二人が一線を越えた当時のことを回想しながら、どちらも主張を譲らない。

「最終的に迫ってきたのはおまえだ」

「たしかにキスしたのはあたしだけど、押し倒したのはあんたよ」

「そうなったのはおまえが――――」

「女と違って、男は力ずくでは無理じゃない」

そこは男としてデリケートな問題だけに、ベジータは閉口した。

「大体、そうなってからはあんたが迫ってばっかりで」

口ごもった相手を見透かし、ブルマは続ける。
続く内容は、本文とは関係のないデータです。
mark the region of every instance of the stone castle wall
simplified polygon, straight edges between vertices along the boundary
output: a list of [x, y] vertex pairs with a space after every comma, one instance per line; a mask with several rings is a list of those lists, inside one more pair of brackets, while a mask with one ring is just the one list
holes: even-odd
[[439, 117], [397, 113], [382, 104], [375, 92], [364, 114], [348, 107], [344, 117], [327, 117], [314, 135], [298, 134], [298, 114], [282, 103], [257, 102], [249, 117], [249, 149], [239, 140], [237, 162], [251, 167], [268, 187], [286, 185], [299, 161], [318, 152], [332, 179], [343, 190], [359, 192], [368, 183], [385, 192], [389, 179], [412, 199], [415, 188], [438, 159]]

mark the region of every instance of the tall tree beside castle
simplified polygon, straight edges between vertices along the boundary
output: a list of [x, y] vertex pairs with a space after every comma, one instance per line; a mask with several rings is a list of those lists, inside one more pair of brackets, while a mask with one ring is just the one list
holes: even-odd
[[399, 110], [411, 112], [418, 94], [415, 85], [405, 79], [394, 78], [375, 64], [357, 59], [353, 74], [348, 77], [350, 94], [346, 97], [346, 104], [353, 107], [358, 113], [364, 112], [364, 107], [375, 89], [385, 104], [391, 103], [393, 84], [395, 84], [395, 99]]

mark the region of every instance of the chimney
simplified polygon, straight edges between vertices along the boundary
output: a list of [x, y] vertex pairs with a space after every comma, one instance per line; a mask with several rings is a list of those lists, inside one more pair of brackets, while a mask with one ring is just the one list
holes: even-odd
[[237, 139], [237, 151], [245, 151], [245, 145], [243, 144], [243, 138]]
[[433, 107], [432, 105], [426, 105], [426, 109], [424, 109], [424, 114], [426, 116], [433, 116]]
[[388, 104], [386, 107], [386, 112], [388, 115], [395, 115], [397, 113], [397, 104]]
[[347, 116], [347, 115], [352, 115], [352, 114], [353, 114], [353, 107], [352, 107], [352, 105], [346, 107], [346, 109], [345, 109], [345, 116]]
当初の論点から、どこかずれているような気がしないでもないが、今さら止まらない。

「それは…おまえが誘ってるような格好をしてるからだろ」

「あたしは普通の格好をしてるだけよ」

「本気で嫌がってたら応じないだろ。すぐその気になって、乗ってくるのはだれだ?」

「な…なによ、それ! あんたが強引だから、拒んだって結局」

「どうだかな?」

「あんたが……だから」

「おまえが――――」

だんだんと露骨な表現になってきた夫婦の論争は、最終的な結論を得ることなく、深夜まで延々と続くことになった。